Patients with type 2 diabetes who participate in group education programs to manage their disease show measurable improvement and require less medication, according to a systematic review of current evidence.
Group-based education resulted in improved diabetes control as reflected by blood glucose levels and patients’ knowledge of diabetes. Evidence also suggested that participants in diabetes group education programs may reduce their blood pressure and body weight and increase self-empowerment, quality of life, self-management skills and treatment satisfaction.
Patient management programs, however, are not routinely used to treat people with diabetes.
Trudi Deakin, Ph.D, of Burnley, Pendle and Rossendlae primary care trust and a diabetes research dietician at Burnley General Hospital in England, led a team that reviewed 11 studies involving 1,532 patients with type 2 diabetes to assess the effects of group-based (six or more participants) patient-centered diabetes training in both the short (four to six months) and long term (12 to 14 months). The researchers also assessed the effects of training on clinical, lifestyle and psychosocial outcomes.
“The … review shows that group education for diabetes mellitus works and should move forward, especially because it’s cost-effective. The results should encourage more research in this area,” Deakin says.
The review appears in the most recent issue of The Cochrane Library, a publication of The Cochrane Collaboration, an international organization that evaluates medical research. Systematic reviews draw evidence-based conclusions about medical practice after considering both the content and quality of existing medical trials on a topic.
Type 2 diabetes is a progressive disease characterized by high levels of blood glucose resulting from defects in insulin production, insulin action, or both, and can lead to high blood pressure, cardiovascular disease, blindness, kidney disease, limb amputations and premature death.
The disease is associated with physical inactivity, older age, obesity, family history of diabetes and is more prevalent in African Americans, Hispanic/Latino Americans, American Indians, and some Asian Americans and Native Hawaiians and other Pacific Islanders.
Patients can minimize the effects of diabetes by taking medication and also by making lifestyle changes such as improving their diet and getting exercise which lower blood glucose levels, control blood pressure, and improve cholesterol levels. Studies have shown that such lifestyle changes can delay or prevent the onset of diabetes in patients who are high risk. However, getting patients to comply with treatment recommendations has been a longstanding challenge for health-care practitioners.

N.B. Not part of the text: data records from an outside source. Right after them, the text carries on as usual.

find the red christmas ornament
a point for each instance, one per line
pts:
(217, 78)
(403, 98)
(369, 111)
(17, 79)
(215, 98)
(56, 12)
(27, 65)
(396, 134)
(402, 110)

According to the World Health Organization, about 3.2 million deaths every year are attributable to diabetes complications. The Centers for Disease Control and Prevention estimates that as of 2002, 18.2 million people in the United States had diabetes, with 1.3 million new U.S. cases are diagnosed each year.
“ Patient-centered strategies such as those in the review should be used. It’s an inexpensive way to go and the effects as shown in the review are consistent and large enough to be meaningful,” says Richard Surwit, Ph.D., chief of the Division of Medical Psychology and vice chairman for research at Duke University Medical Center. “All meta-analyses have their limitations, but this one lends credence to that these programs seem to work,” he says.
Deakin notes that patient-centered programs are vital in developing the knowledge, skills and confidence required for people to self-manage their diabetes. “Education to individuals, not just verbal communication but in other forms such discovery learning usual visual aids, is very important,” Deakin says. “One-on-one this takes time, but spending time with individuals in a group format and having the peer support makes it work in more than one way.”
Other challenges inherent in such programs include finding ways to reach communities and ensuring that patients return for follow-up visits. “Certainly dropout has been a problem in diabetes education programs in the past,” Deakin says. “We just have to get patients fully engaged from the start.”
In terms of access to diabetes information, Deakin says, “Education programs must be delivered in places that are accessible to the community, that are near to where patients live; supermarkets tours, for example, can help people learn what to eat and when to eat and to read labels.” Patients with low or no literacy also may be more difficult to reach, Deakin adds. “If literacy is a problem, we have to deliver education in another format that people don’t have to read.”